# Christian Bale (how the hell?)



## Tha Don (May 31, 2006)

2004






2005


----------



## BoneCrusher (May 31, 2006)

He's alwasy been well built.  In American Physco from like 4 years ago he was looking pretty well defined too.


----------



## Jay-Budaman (May 31, 2006)

There have been several posts about this in the past. Try a search. But in my opinion, yeah he used roids.


----------



## largepkg (May 31, 2006)

To prepare for the role in "The Machinist" he ate one apple a day for months. At least this is what he claimed to have done to drop the weight.
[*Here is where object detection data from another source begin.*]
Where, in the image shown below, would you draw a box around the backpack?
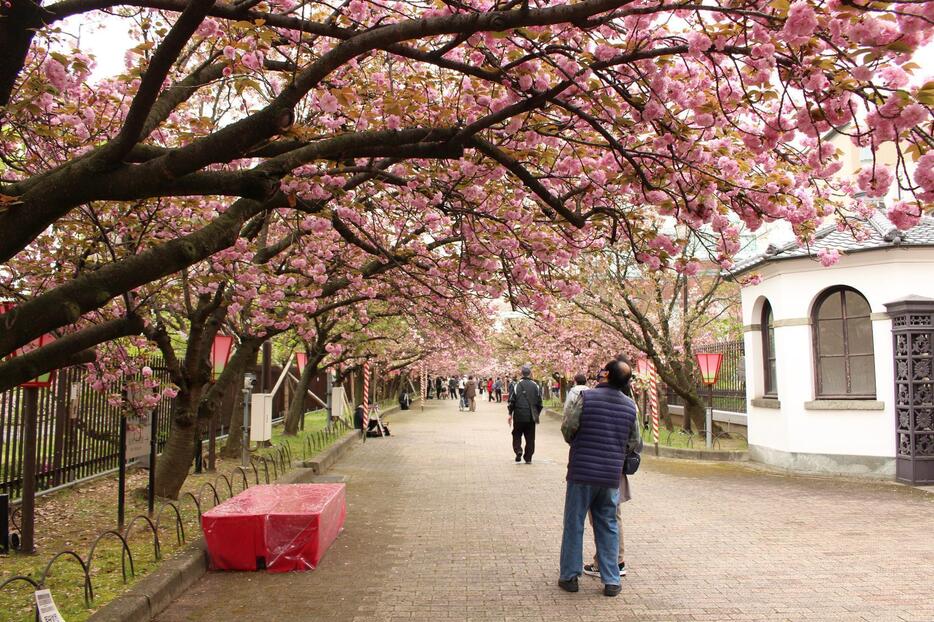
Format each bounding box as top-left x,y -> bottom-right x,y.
515,380 -> 541,423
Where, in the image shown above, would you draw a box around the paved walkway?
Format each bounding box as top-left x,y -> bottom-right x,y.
159,401 -> 934,622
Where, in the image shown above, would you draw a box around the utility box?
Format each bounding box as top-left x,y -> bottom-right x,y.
250,393 -> 273,443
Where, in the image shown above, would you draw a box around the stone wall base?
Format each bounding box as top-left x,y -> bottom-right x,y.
749,445 -> 895,480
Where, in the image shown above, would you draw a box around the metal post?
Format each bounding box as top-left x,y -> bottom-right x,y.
117,416 -> 126,530
0,495 -> 10,553
146,410 -> 159,516
328,370 -> 334,430
195,421 -> 204,473
240,373 -> 256,466
704,384 -> 713,449
208,412 -> 217,473
20,387 -> 39,554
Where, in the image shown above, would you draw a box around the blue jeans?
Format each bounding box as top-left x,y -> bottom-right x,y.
561,482 -> 620,585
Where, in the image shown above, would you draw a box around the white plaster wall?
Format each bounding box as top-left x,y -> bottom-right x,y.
742,248 -> 934,464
When coming from that low a weight, gaining would be extremely easy. Add to that working out and eating properly he could easily gain the weight to play Batman.


----------



## CowPimp (May 31, 2006)

It's one thing to go from average to kind of big in that period of time, but it's much easier to go from emaciated and way below your body's comfortable level of body fat and LBM to the same state of being.  I'm not saying he didn't use anabolics, but I do think it's possible that he was drug-free.


----------



## fufu (May 31, 2006)

I don't know but I think he may have used steroids or something like it.

Imagine how fucked up his body must have been after dropping so much weight, then gaining it back. It must have been extremely unhealthy. Hormones and metabolism were probably all over the place.


----------



## leg_press (May 31, 2006)

I'm not going to say yes or no, because I dont know. But he did say in an interview he ate alot of pizza and ice cream, and that he ended up bein the *size* of a bear, and had to shed alot of body fat. The director said that durin filming his waist seemed to get smaller and smaller as he followed a strict diet and fitness regime. well if u get paid ££££££££ u can afford to eat fatty sugary food all day long, lift heavy weights and sit around all day so you down burn any calories.


----------



## Yanick (May 31, 2006)

his body was primed for storing every single calorie that it took in after being starved for so long. i believe with enough discipline and consistency its possible to do that in a year's time without gear.


----------



## leg_press (May 31, 2006)

I dont know if anyone pays this close attention but in Batman Begins, I think u can see that he has pimples on his upper body ( prob due to the shit diet he had when he bulked up)


----------



## Seanp156 (May 31, 2006)

leg_press said:
			
		

> I dont know if anyone pays this close attention but in Batman Begins, I think u can see that he has pimples on his upper body ( prob due to the shit diet he had when he bulked up)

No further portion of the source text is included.